Nowadays the only vestiges of the great Abbey of Shaftesbury are the fragments of encaustic tiles and carved stones, rarely and with difficulty brought to light by antiquarian societies, painfully digging on the spot once occupied by it; and the great abbey estates, the booty at the Dissolution seized by, or granted to, Wriothesley, Earl of Southampton, now belong to the Duke of Westminster, whose Grosvenor crest of a wheatsheaf is prominent in the town.

There are three parish churches at Shaftesbury; St. James’s, as you climb upwards towards the town, and Holy Trinity and St. Peter’s in the town itself. It is St. Peter’s which is seen in the illustration of Gold Hill, by whose incredibly steep ascent the pilgrim takes his way up from the deep recesses of the Vale. This is the most difficult approach, paved with granite setts divided off into broad steps, so that in wet weather the hillside shall not slip away into those depths; and with the craggy sides shored up by ancient stone buttresses of prodigious bulk.
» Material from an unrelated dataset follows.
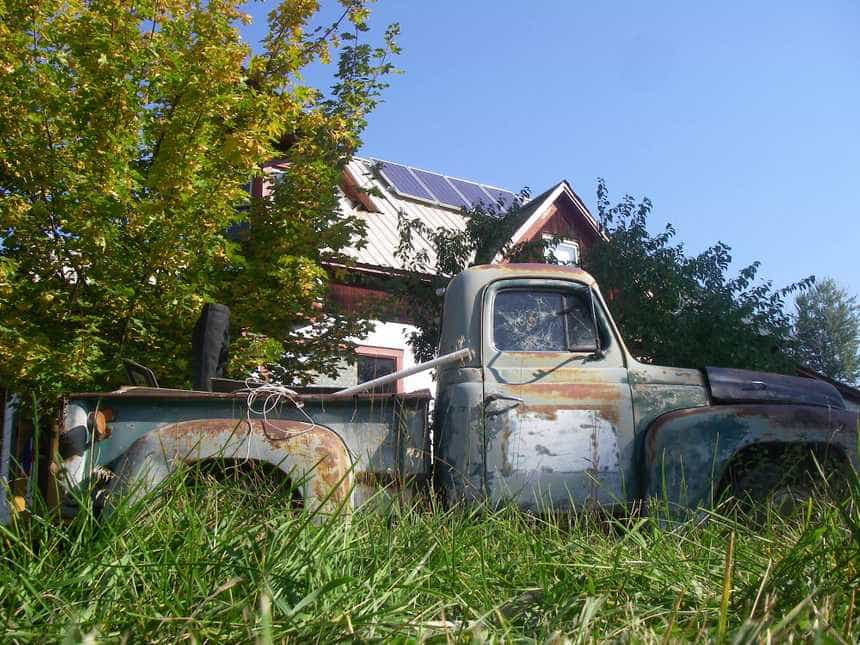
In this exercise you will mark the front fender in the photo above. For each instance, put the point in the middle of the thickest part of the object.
(312, 455)
(687, 451)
The building that closes in the view next the church tower, leaving but a narrow entrance alley into the town, is the Town Hall and Market House.

There are, of course, wider and less steep entrances to Shaftesbury, but this shows it on its most characteristic side.
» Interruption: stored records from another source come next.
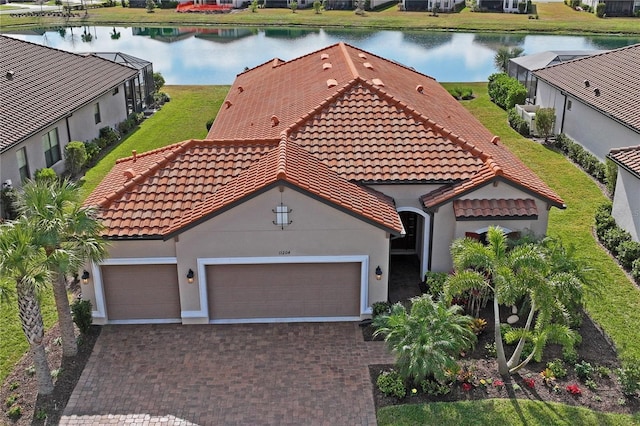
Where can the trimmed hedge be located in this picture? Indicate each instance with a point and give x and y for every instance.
(505, 91)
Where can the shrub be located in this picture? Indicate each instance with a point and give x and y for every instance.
(557, 368)
(613, 237)
(545, 120)
(635, 270)
(81, 312)
(629, 377)
(434, 282)
(75, 157)
(584, 370)
(390, 383)
(158, 80)
(47, 174)
(506, 91)
(628, 252)
(14, 412)
(381, 308)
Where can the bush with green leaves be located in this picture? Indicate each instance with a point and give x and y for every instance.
(557, 368)
(628, 252)
(584, 370)
(81, 313)
(428, 339)
(75, 157)
(46, 174)
(629, 378)
(391, 383)
(506, 91)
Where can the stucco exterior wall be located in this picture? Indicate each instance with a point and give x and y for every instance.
(113, 110)
(248, 231)
(446, 228)
(626, 203)
(81, 127)
(596, 132)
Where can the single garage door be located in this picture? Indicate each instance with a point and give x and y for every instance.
(291, 290)
(141, 292)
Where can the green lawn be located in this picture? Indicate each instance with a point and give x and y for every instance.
(13, 343)
(185, 117)
(616, 306)
(553, 18)
(512, 412)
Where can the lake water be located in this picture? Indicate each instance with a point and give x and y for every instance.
(210, 55)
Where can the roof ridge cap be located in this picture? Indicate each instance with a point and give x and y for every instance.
(135, 180)
(318, 108)
(350, 64)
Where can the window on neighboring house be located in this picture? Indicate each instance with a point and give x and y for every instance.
(96, 113)
(51, 147)
(23, 164)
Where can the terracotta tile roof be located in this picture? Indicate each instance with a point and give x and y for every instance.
(167, 190)
(484, 208)
(426, 127)
(323, 130)
(627, 158)
(48, 84)
(613, 73)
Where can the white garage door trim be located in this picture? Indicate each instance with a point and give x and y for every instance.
(364, 284)
(98, 286)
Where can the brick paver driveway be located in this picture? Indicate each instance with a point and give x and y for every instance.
(247, 374)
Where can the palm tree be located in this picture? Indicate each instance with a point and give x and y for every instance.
(548, 275)
(428, 339)
(70, 236)
(505, 273)
(501, 60)
(22, 264)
Shaftesbury is chiefly associated in the pages of the Wessex novels with Jude the Obscure, for here it was that the long-suffering and inoffensive Phillotson—who (why?) always reminds me of Wordsworth—obtained the school, which he and the distracting Sue were to jointly keep. Their house, “Old Grove’s Place,” is easily recognisable. You come to it past Bimport, near the fork of the roads that run severally to Motcombe and to East Stower, on the edge of the plateau. It is an old house with projecting porch and mullioned windows through which it would be quite easy, as in the story, to see the movements of any one inside; and the upper room over the entrance is not too high above the pavement for any one who, like Sue, leaped from the window, to alight without injury. Those people are probably few who feel an oppressiveness in old houses such as that which worried the highly strung and neurotic Sue Bridehead: “We don’t live in the school, you know,” said she, “but in that ancient dwelling across the way called Old Grove’s Place. It is so antique and dismal that it depresses me dreadfully. Such houses are very well to visit, but not to live in. I feel crushed into the earth by the weight of so many previous lives there spent. In a new place like these schools, there is only your own life to support.”
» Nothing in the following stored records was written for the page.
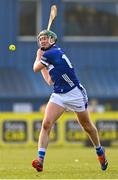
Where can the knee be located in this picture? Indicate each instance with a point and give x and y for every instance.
(90, 129)
(46, 125)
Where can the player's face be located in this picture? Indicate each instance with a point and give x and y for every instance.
(44, 41)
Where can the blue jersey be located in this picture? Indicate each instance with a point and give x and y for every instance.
(60, 70)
Close by are the schools. Looking upon them the more than usually sentimental pilgrim, with, it may be, some ancient tender passages of his own, stored up in the inviolate strong-box of his memory, to be unlocked and drawn forth at odd times, may think he identifies that window whence Sue, safely out of reach, spoke with Jude, standing down on the footpath, and said, “Oh, my poor friend and comrade, you’ll suffer yet!”